If you love music, as a fan or performer, there is one gathering that stands above the rest. On April 13th, the NAMM Show returned to Anaheim, CA. The National Association of Music Merchants has a long and storied history that reaches back into the early twentieth century (stretching back to 1901, if you can believe it). The NAMM Show has been the preeminent event for the music industry for decades: flush with instruments, production technologies, and the artists that use them. It was and is the mecca for any musical professional or player. Since the pandemic, the event has seen a massive reduction in size and participation, but 2023 marks the beginning of the return. Around every corner, echoing from every hall and room, were the reverberations of sonic love and collaboration.
Screamer Magazine got a chance to walk the convention floor and catch up with some of the manufacturers and artists who were happy to see NAMM back.

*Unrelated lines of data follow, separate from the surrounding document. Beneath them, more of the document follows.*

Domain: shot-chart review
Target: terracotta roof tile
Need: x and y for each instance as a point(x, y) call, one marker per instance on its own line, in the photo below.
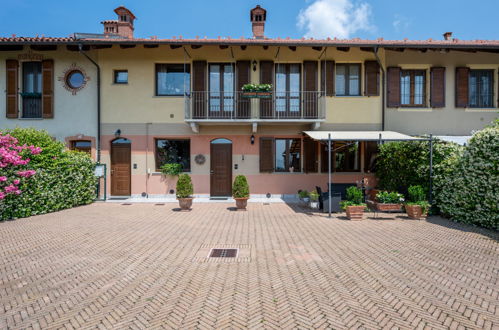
point(453, 43)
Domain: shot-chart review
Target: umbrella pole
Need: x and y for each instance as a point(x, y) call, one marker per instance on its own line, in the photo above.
point(329, 172)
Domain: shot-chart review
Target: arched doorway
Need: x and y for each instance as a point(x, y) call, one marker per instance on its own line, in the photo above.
point(221, 167)
point(121, 167)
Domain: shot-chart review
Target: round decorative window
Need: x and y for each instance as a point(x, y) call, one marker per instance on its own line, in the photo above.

No, this was not the pre-COVID NAMM we all remember. The crowds remain a shadow of what they once were, and events were limited in scope. Still, there were plenty of glimmers of life. Ibanez sponsored artist Fabrizio “Fab” Grossi, (Supersonic Blues Machine, Soul Garage Experience) gave voice to this return. “I’m actually surprised! It’s a lot better than I expected, considering where we were at just a short time ago. I’m happy to see that NAMM is coming back.” Absent the usual crowds, NAMM 2023 was an industry focused event, but that did not mean there wasn’t a lot to see. Whether it was Chris Cannella (Autumn’s End/Deicide) supporting Dean Guitars or bass legend Carmine Rojas (David Bowie/Tina Turner), attendees could expect the unexpected surprise. Everyone and everything musical walked these halls if you took the time to look.
“I’m actually surprised! It’s a lot better than I expected, considering where we were at just a short time ago. I’m happy to see that NAMM is coming back.” -Fabrizio Grossi
Derek Day of Classless Act was on hand at the Vocopro and Vega Trem booths. Classless Act, on the cusp of a west coast tour and preparing to return to the studio, gave multiple intimate performances from the floor. “I’ll tell you this, we’re going on tour in May,” he said following his Saturday set. “Other than that, we’re writing the next album! We are so many demos deep! Within the year we’re going into the studio with some banger producers…we’re gonna make a cool album that leans a certain direction too!” As in the past, the best players in the industry were accessible and welcoming. This was and continues to be why NAMM is so special.
The event has had its struggles in recent years, and Day acknowledges this. “NAMM has gone surprisingly well for me,” Day explains. “This time around it’s gone really smooth. I’ve met really cool people and checked out cool new stuff. It’s always fun for me.” Day, like so many artists, attend NAMM to connect with an industry that builds the creative tools of sound, of music. We all become the excited children we were, receiving that first guitar or drumset on Christmas morning, as we walk these aisles. Day’s excitement for what he does and what the return of NAMM means was obvious.
The theme for NAMM 2023 was “Believe in Music.” It’s been a difficult few years for any gathering. That NAMM is back and thriving is important. It is important not only because we can enjoy the latest innovations and releases from our favorite brands and boutiques, but because we are all brought back together as lovers of the creative process, of music. In 2023, NAMM helped us to believe in music…again.